The derivative \(\frac{d\hat{\theta}(\epsilon)}{d\epsilon}{\Bigr |}_{\epsilon=0}\) is called the influence of point \((x,y)\) on the optimum. We denote it as \(\mathcal{I}(x,y)\).
How do we compute it?

Computing \(\mathcal{I}(x,\, y)\), the influence of training point \((x,\, y)\)

Let’s denote \(R(\theta)=\frac{1}{N}\sum_{i=1}^{N}L(x_i, y_i; \theta)\)
Since \(\hat{\theta}({\epsilon}) = \text{argmin}_{\theta} \left[ R(\theta) + \epsilon L(x,y; \theta) \right]\) we have

\[\begin{align*} 0 = \nabla_{\theta}R(\theta) + \epsilon \nabla_{\theta}L(x,y; \theta) {\Bigr |}_{\theta=\hat{\theta}(\epsilon)} \end{align*}\]

Computing \(\mathcal{I}(x,\, y)\), the influence of training point \((x,\, y)\)

But the RHS expression depends on \(\hat{\theta}(\epsilon)\), whereas we’d like it to depend on \(\hat{\theta}\). Let’s apply Taylor series expansion on the RHS, in order to do that:

\[\begin{multline*} 0 \approx \nabla_{\theta}R(\hat{\theta}) + \epsilon \nabla_{\theta}L(x,y; \hat{\theta})\\ + \left[ \nabla_{\theta}^2 R(\hat{\theta}) + \epsilon \nabla_{\theta}^2 L(x,y; \hat{\theta}) \right](\hat{\theta}(\epsilon) - \hat{\theta}) \end{multline*}\]

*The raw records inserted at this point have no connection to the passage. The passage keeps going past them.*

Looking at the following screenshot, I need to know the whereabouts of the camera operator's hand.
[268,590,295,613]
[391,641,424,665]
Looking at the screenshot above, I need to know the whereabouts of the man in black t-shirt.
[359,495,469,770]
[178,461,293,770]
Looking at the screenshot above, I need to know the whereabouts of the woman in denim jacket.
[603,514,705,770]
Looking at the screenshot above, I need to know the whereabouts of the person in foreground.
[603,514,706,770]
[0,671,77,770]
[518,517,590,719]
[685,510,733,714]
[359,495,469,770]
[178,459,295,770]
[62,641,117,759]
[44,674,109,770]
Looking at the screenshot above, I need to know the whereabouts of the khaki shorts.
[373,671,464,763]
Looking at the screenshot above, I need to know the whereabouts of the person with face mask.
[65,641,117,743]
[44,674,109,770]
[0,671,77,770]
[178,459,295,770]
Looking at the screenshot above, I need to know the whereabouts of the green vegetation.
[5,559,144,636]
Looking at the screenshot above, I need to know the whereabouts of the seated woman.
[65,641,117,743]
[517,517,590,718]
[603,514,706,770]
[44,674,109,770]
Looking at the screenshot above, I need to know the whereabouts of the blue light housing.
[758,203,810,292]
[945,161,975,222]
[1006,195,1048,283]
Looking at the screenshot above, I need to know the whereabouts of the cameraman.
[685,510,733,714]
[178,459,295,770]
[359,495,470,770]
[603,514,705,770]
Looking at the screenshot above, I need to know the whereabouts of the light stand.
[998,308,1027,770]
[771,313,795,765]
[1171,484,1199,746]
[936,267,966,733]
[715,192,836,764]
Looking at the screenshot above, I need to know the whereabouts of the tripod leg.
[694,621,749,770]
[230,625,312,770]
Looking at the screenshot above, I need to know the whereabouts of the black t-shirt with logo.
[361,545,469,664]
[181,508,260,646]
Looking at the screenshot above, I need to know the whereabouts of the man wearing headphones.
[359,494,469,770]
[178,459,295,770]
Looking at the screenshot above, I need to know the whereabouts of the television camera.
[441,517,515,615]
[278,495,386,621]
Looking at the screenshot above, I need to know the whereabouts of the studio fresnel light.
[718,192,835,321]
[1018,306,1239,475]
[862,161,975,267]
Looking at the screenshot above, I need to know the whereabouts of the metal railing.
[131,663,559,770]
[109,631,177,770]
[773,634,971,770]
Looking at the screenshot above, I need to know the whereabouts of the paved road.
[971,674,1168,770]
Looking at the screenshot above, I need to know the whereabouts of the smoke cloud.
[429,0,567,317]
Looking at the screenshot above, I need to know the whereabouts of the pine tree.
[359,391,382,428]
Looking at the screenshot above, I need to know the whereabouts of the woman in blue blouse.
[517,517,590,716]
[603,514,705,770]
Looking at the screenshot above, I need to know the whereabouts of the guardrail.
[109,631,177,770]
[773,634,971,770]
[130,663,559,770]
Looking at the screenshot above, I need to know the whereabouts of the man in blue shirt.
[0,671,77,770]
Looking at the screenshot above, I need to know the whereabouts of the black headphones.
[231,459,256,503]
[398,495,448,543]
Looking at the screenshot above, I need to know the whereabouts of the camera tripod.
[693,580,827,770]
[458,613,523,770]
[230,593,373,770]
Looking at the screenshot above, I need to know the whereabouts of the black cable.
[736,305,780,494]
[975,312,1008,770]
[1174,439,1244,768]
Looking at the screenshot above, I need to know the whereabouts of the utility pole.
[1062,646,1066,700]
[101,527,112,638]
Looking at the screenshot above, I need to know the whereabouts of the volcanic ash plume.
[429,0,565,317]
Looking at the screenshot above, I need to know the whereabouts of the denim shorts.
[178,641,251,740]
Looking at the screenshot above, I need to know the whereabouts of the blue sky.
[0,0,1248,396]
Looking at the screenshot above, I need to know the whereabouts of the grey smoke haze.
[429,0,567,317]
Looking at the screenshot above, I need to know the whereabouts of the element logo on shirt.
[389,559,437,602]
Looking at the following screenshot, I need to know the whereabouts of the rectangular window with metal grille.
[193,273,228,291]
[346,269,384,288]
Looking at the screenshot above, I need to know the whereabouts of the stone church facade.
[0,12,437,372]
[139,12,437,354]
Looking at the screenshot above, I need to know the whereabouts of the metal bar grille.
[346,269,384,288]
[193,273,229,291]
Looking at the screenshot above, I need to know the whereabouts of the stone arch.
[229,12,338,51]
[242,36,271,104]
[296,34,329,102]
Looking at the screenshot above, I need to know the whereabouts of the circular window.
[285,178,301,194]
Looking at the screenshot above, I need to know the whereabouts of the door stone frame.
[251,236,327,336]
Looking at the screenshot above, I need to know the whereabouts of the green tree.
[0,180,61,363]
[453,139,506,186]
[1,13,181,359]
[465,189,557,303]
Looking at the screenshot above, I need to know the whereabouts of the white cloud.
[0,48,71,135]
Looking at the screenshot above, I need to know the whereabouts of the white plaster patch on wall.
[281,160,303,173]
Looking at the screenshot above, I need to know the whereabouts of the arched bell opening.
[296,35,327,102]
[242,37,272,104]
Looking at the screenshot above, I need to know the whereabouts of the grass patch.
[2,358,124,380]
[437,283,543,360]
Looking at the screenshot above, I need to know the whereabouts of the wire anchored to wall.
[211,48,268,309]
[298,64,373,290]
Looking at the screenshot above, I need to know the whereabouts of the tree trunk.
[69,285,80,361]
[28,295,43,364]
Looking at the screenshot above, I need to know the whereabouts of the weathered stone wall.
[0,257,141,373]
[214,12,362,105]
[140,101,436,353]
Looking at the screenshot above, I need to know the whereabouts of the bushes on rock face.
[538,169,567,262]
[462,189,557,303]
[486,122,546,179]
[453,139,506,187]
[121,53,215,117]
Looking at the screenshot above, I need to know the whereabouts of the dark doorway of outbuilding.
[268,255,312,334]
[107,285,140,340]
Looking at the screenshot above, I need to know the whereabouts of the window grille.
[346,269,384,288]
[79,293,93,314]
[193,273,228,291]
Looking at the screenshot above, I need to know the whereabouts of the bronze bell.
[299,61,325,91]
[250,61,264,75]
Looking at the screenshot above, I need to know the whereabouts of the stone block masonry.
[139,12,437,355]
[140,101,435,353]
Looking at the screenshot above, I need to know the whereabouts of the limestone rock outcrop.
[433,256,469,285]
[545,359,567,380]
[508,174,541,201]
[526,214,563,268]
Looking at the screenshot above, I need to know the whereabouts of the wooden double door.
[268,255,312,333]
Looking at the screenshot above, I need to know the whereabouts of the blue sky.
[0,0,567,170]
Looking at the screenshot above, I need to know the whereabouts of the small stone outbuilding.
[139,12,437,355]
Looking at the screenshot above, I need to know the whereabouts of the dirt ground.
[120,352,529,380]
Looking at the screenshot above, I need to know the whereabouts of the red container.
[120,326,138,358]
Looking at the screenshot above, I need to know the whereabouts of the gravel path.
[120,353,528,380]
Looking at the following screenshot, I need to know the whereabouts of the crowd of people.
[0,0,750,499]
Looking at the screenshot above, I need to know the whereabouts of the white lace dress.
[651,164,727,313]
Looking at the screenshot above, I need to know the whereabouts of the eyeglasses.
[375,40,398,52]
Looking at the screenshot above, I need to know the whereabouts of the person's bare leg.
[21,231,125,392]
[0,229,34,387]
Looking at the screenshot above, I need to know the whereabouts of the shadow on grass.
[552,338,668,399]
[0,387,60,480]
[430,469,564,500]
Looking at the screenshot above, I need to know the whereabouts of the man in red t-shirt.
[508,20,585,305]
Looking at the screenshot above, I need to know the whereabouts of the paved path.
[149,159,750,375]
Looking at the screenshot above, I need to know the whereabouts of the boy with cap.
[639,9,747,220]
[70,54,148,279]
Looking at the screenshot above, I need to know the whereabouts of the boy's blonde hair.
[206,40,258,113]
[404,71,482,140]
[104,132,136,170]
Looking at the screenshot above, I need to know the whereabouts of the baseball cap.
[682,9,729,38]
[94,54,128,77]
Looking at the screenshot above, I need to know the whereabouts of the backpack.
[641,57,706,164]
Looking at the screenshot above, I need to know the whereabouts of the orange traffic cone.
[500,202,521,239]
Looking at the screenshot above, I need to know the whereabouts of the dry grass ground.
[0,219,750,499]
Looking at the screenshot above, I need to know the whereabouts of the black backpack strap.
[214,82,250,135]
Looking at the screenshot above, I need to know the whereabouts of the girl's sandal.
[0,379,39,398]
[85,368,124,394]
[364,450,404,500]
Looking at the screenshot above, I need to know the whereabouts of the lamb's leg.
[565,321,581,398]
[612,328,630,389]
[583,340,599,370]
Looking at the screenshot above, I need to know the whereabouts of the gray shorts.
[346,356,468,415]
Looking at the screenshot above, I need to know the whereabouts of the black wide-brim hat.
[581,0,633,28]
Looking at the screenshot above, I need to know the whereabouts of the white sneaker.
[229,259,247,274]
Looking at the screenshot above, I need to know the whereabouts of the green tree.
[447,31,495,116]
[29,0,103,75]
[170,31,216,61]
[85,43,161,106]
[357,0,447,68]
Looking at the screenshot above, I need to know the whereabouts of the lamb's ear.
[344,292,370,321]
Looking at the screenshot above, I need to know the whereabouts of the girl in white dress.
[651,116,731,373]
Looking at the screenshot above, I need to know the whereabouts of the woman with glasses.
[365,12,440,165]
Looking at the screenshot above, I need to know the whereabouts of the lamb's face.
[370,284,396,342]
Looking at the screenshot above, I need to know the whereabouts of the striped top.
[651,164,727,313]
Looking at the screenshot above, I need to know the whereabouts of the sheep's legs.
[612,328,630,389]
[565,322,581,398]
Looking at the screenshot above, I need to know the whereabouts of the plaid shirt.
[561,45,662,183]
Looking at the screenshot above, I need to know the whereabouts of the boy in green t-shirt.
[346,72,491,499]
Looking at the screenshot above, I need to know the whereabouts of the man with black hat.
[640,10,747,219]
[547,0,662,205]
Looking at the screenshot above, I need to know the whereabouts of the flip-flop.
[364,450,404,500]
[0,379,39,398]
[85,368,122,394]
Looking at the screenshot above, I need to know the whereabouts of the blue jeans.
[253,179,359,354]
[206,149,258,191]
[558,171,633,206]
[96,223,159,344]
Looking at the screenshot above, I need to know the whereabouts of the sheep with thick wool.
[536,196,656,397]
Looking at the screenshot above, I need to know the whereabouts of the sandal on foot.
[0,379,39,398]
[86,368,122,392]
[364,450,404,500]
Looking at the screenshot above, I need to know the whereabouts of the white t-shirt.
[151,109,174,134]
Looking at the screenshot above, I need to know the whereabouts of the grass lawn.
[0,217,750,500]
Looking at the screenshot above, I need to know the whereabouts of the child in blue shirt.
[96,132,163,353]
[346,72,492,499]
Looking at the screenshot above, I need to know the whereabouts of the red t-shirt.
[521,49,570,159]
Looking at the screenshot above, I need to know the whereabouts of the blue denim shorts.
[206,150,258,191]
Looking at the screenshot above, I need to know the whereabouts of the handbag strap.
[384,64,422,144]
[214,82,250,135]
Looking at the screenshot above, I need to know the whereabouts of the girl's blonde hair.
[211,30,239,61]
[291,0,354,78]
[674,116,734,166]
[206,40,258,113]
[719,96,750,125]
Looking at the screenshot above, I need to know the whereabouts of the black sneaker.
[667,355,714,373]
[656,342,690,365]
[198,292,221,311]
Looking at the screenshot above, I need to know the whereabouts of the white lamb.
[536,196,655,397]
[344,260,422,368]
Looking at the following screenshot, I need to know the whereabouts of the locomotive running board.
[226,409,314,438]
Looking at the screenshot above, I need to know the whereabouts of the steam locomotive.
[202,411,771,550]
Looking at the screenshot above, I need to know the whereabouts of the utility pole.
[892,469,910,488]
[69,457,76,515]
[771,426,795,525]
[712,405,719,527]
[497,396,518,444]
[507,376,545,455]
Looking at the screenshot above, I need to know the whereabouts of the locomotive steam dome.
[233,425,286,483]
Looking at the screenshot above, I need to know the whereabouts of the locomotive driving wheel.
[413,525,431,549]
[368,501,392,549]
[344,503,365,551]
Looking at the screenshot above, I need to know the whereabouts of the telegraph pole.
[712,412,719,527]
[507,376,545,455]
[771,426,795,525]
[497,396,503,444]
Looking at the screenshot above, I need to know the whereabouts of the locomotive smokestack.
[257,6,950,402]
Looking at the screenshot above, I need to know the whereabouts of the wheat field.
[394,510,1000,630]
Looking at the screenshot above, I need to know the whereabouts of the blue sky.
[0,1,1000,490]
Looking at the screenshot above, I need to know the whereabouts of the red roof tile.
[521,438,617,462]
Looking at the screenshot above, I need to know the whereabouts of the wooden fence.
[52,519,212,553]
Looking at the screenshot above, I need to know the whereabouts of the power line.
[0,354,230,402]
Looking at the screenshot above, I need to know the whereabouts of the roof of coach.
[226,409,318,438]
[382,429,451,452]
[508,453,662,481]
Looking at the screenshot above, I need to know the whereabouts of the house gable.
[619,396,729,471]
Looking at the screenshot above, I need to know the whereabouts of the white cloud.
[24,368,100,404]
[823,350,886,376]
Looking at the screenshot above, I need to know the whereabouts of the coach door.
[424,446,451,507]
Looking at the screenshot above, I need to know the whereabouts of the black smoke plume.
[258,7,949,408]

\(\hat{\theta}\) is the minimizer of \(R(\theta)\), so \(\nabla_{\theta}R(\hat{\theta})=0\)

Computing \(\mathcal{I}(x,\, y)\), the influence of training point \((x,\, y)\)

So, the RHS expression becomes:

\[\begin{align*} \hat{\theta}(\epsilon) - \hat{\theta} \approx -\left[ \nabla_{\theta}^2 R(\hat{\theta}) + \epsilon \nabla_{\theta}^2 L(x,y; \hat{\theta}) \right]^{-1} \nabla_{\theta}L(x,y; \hat{\theta})\epsilon \end{align*}\]

Or equivalently:

\[\begin{align*} \frac{\hat{\theta}(\epsilon) - \hat{\theta}}{\epsilon} \approx -\left[ \nabla_{\theta}^2 R(\hat{\theta}) + \epsilon \nabla_{\theta}^2 L(x,y; \hat{\theta}) \right]^{-1} \nabla_{\theta}L(x,y; \hat{\theta}) \end{align*}\]

Computing \(\mathcal{I}(x,\, y)\), the Influence of Training Point \((x,\, y)\)

And as \(\epsilon \rightarrow 0\):

\[\begin{align*} \frac{d \hat{\theta}(\epsilon)}{d \epsilon} {\Bigr |}_{\epsilon=0} \approx -\left[ \nabla_{\theta}^2 R(\hat{\theta}) \right]^{-1} \nabla_{\theta}L(x,y; \hat{\theta}) \end{align*}\]

So, we have an approximate way to compute the influence \(\mathcal{I}(x,y)\) as a function of \(\hat{\theta}\), without re-running the entire optimization process!

Why is this important?

Because we can compute the sensitivity of the optimal weights to a training point
We can also compute the sensitivity of the test loss to a training point!
Consider a test point \((u,v)\), a training point \((x,y)\), and the test loss \(L(u,v; \hat{\theta})\)
How sensitive is \(L(u,v; \hat{\theta}(\epsilon))\) to a perturbation \(\hat{\theta}(\epsilon)\) where we have upweighted the training point \((x,y)\)?

Why is this important?

How sensitive is \(L(u,v; \hat{\theta}(\epsilon))\) to a perturbation \(\hat{\theta}(\epsilon)\) where we have upweighted the training point \((x,y)\)?
Using chain rule:

\[\begin{align*} \frac{d L(u,v; \hat{\theta}(\epsilon))}{d \epsilon} {\Bigr |}_{\epsilon=0} = \frac{d L(u,v; \theta)}{d \theta}{\Bigr |}_{\theta=\hat{\theta}} \frac{d \hat{\theta}(\epsilon)}{d \epsilon}{\Bigr |}_{\epsilon=0} \end{align*}\]

We do not have to re-run the optimization process here either!